Ich möchte jedem abraten hier seine Ausbildung zu machen.
Meine Zeit in der Firma war grauenhaft für mich und hat mich an den Rand der Verzweiflung gebracht.
Folgendes sind die Punkte, auf die ich mich hauptsächlich beziehe:
1. Ich musste im 15 Minutentakt eintragen, an was ich gearbeitet habe.
Wenn ich nicht mehr genau wusste, was ich letzten Dienstag von 14:00 bis 14:15 gemacht hatte, wurde ich ermahnt. Das hat mich unter extremen Druck gesetzt und meine Arbeitsleistung ironischerweise sehr negativ beeinflusst, weil ich allein schon mit dem Aufschreiben täglich mindestens eine halbe Stunde beschäftigt war.

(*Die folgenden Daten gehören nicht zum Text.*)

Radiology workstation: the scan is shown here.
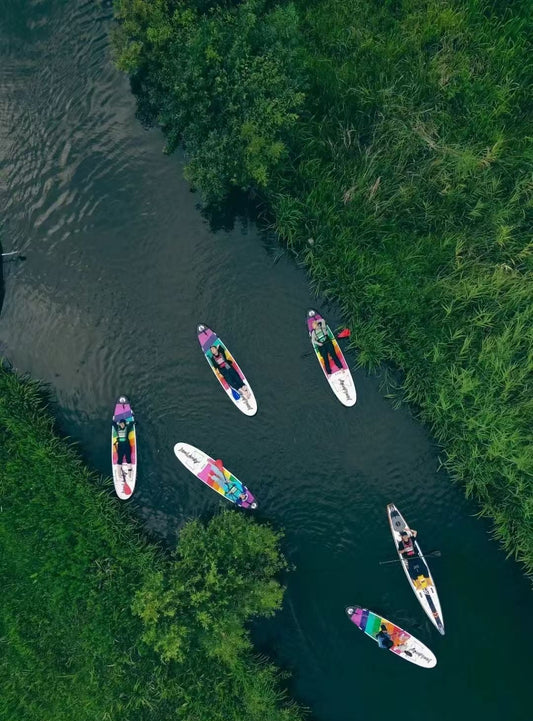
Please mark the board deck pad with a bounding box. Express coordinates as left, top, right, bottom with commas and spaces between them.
346, 606, 437, 668
174, 443, 257, 510
197, 324, 257, 416
387, 503, 444, 636
111, 396, 137, 501
307, 310, 357, 406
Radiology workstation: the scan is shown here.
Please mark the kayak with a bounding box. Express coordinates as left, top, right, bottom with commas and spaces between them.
346, 606, 437, 668
387, 503, 444, 636
307, 310, 357, 406
174, 443, 257, 510
111, 396, 137, 501
197, 325, 257, 416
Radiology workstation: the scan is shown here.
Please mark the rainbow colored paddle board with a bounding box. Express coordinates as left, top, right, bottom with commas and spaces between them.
111, 396, 137, 501
174, 443, 257, 510
307, 310, 357, 406
197, 325, 257, 416
346, 606, 437, 668
387, 503, 444, 636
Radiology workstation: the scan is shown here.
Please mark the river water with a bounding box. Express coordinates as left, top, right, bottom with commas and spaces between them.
0, 0, 531, 721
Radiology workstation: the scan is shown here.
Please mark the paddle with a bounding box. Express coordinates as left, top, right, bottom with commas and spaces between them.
302, 328, 352, 358
379, 550, 442, 566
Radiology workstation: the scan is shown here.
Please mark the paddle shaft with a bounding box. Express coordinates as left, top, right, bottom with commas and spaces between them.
302, 331, 348, 358
379, 550, 441, 566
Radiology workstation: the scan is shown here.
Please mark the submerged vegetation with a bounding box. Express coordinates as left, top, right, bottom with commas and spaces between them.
114, 0, 533, 573
0, 369, 301, 721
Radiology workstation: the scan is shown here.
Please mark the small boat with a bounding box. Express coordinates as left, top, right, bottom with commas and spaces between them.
307, 310, 357, 406
387, 503, 444, 636
197, 325, 257, 416
174, 443, 257, 510
346, 606, 437, 668
111, 396, 137, 501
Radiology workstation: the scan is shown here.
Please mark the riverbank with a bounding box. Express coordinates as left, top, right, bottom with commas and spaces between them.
0, 369, 301, 721
115, 0, 533, 573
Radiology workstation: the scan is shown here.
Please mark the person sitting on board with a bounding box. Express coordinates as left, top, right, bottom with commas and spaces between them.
209, 345, 250, 398
311, 318, 342, 376
208, 461, 248, 506
376, 623, 394, 649
398, 528, 429, 581
113, 418, 133, 470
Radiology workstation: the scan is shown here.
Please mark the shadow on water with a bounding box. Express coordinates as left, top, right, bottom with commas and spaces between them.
0, 243, 5, 313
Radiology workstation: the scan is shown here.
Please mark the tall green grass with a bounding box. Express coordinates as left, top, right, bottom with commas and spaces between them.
0, 369, 301, 721
110, 0, 533, 573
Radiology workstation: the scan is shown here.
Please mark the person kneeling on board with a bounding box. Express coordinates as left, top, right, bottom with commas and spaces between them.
398, 528, 429, 581
208, 345, 250, 398
113, 418, 133, 469
376, 623, 394, 649
311, 318, 342, 376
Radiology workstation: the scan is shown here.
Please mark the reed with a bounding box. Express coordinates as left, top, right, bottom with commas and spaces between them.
115, 0, 533, 573
0, 367, 301, 721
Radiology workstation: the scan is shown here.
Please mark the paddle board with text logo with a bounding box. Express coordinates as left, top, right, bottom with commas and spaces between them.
307, 310, 357, 406
111, 396, 137, 501
197, 325, 257, 416
174, 443, 257, 510
346, 606, 437, 668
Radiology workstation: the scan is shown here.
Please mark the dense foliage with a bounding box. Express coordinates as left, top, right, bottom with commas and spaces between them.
0, 370, 301, 721
115, 0, 533, 572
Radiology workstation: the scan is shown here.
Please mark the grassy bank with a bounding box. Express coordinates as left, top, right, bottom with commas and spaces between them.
110, 0, 533, 573
0, 370, 301, 721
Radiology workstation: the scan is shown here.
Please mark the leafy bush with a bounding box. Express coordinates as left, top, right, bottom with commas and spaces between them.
0, 369, 301, 721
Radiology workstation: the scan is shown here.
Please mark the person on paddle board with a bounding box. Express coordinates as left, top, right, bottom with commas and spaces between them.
398, 528, 429, 581
113, 418, 133, 467
208, 461, 248, 506
311, 318, 342, 376
209, 345, 250, 398
376, 623, 394, 649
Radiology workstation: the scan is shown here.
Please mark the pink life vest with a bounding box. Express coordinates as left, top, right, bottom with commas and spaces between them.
211, 351, 228, 368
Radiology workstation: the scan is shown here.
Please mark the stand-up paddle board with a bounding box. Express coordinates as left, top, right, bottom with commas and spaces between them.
387, 503, 444, 636
197, 325, 257, 416
307, 310, 357, 406
111, 396, 137, 501
346, 606, 437, 668
174, 443, 257, 509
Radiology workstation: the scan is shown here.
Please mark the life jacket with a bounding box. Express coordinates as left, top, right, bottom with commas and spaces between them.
314, 324, 329, 343
211, 351, 229, 368
117, 425, 128, 443
402, 536, 415, 556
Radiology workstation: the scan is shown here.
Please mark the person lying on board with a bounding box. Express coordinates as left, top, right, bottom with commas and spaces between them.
208, 345, 250, 398
376, 623, 394, 649
112, 418, 133, 466
398, 528, 429, 581
311, 318, 342, 376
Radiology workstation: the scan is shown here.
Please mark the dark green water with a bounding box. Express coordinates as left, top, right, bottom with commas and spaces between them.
0, 0, 532, 721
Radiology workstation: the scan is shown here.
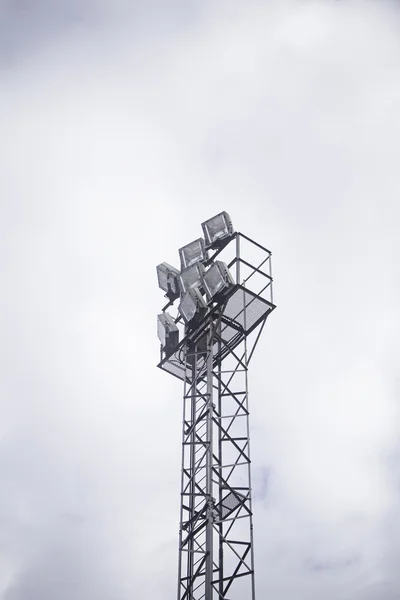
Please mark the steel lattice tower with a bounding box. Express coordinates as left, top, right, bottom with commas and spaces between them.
158, 219, 275, 600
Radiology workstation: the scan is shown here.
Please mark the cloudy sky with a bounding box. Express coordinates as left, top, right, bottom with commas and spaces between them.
0, 0, 400, 600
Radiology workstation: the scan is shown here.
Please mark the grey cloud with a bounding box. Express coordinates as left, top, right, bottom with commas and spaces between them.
0, 1, 400, 600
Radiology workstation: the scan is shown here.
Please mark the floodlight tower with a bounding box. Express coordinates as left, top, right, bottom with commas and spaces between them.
157, 212, 275, 600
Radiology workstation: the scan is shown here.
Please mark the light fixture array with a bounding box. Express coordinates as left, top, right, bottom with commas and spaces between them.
157, 212, 234, 354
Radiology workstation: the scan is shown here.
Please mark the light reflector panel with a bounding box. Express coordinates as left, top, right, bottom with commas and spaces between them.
157, 262, 179, 300
178, 263, 205, 294
201, 211, 233, 248
178, 286, 207, 323
179, 238, 207, 271
157, 312, 179, 351
203, 260, 235, 300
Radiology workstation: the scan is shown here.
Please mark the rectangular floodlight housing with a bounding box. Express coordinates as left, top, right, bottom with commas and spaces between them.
178, 286, 207, 324
179, 238, 207, 271
178, 263, 205, 294
157, 262, 180, 300
202, 260, 235, 300
157, 312, 179, 351
201, 211, 233, 248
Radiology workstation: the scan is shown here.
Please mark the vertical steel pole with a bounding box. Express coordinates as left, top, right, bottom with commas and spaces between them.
205, 319, 214, 600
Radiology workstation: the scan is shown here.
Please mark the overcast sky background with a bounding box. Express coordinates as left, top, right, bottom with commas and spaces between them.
0, 0, 400, 600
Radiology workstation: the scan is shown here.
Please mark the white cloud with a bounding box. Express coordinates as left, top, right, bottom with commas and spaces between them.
0, 0, 400, 600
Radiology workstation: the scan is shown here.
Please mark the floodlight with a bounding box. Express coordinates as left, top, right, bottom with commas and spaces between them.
157, 263, 179, 301
201, 212, 233, 248
178, 263, 205, 294
203, 260, 235, 300
157, 312, 179, 354
178, 286, 207, 324
179, 238, 207, 271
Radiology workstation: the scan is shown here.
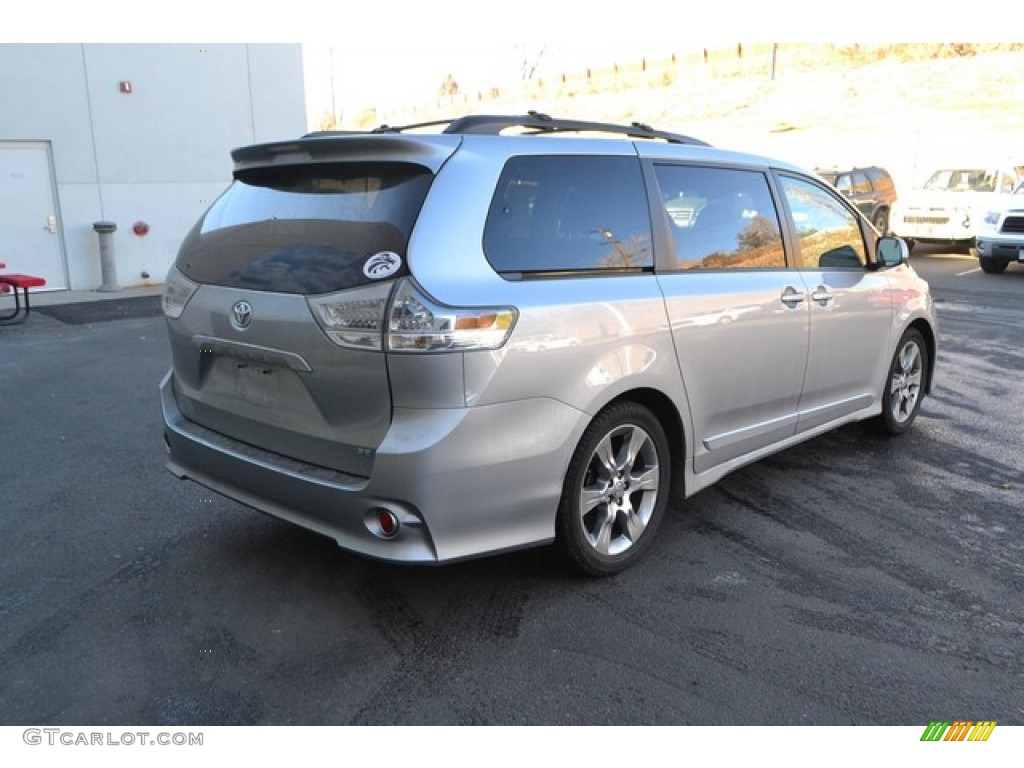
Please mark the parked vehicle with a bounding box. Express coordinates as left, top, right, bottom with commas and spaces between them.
975, 182, 1024, 273
816, 166, 896, 232
891, 166, 1021, 250
161, 114, 937, 574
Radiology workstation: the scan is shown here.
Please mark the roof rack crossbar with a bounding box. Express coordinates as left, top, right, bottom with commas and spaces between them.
443, 112, 708, 146
306, 112, 709, 146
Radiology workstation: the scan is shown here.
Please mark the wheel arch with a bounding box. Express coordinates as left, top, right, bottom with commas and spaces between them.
601, 387, 686, 500
908, 317, 938, 394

2. Die Arbeitszeiten mussten extrem strikt eingehalten werden, außer wenn der Chef kurz vor Schluss noch etwas zu besprechen hatte, dann musste man solange dortbleiben, bis sein Ego befriedigt war. Meistens waren dies nicht kritische Themen, die ohne Probleme am nächsten Tag hätten bearbeitet werden können. Auf der anderen Seite wurde Ich einmal am nächsten Tag ermahnt, weil ich schon um 16:29 angefangen habe zusammenzupacken. Zudem wurde erwartet, bereits um 7:45 spätestens da zu sein, damit man um 8 Uhr zu Servicebeginn am Telefon sein konnte. Diese Zeit bis 8 Uhr wurde einem aber nicht als Arbeitszeit angerechnet, da man ja „noch nicht arbeitet, sondern noch seinen Rechner startet“.
3. Für das Einspielen eines Updates wurde bis 3 Uhr morgens gearbeitet und trotzdem war die Erwartung, am nächsten morgen um 8 Uhr wieder im Büro zu sein. Keine Rücksicht auf die Gesundheit der Mitarbeiter (oder die Gesetze, an dieser Stelle).
Generell wurde einem ein sehr schlechtes Gewissen gemacht, wenn man gesundheitsbedingt ausgefallen ist. Der Chef hat sich oft damit gebrüstet, dass er bei einem der Kunden kotzend auf dem Parkplatz stand und trotzdem die Präsentation gehalten hat um den Kunden zu gewinnen. Der Fokus auf die Firma über der Gesundheit ist offensichtlich.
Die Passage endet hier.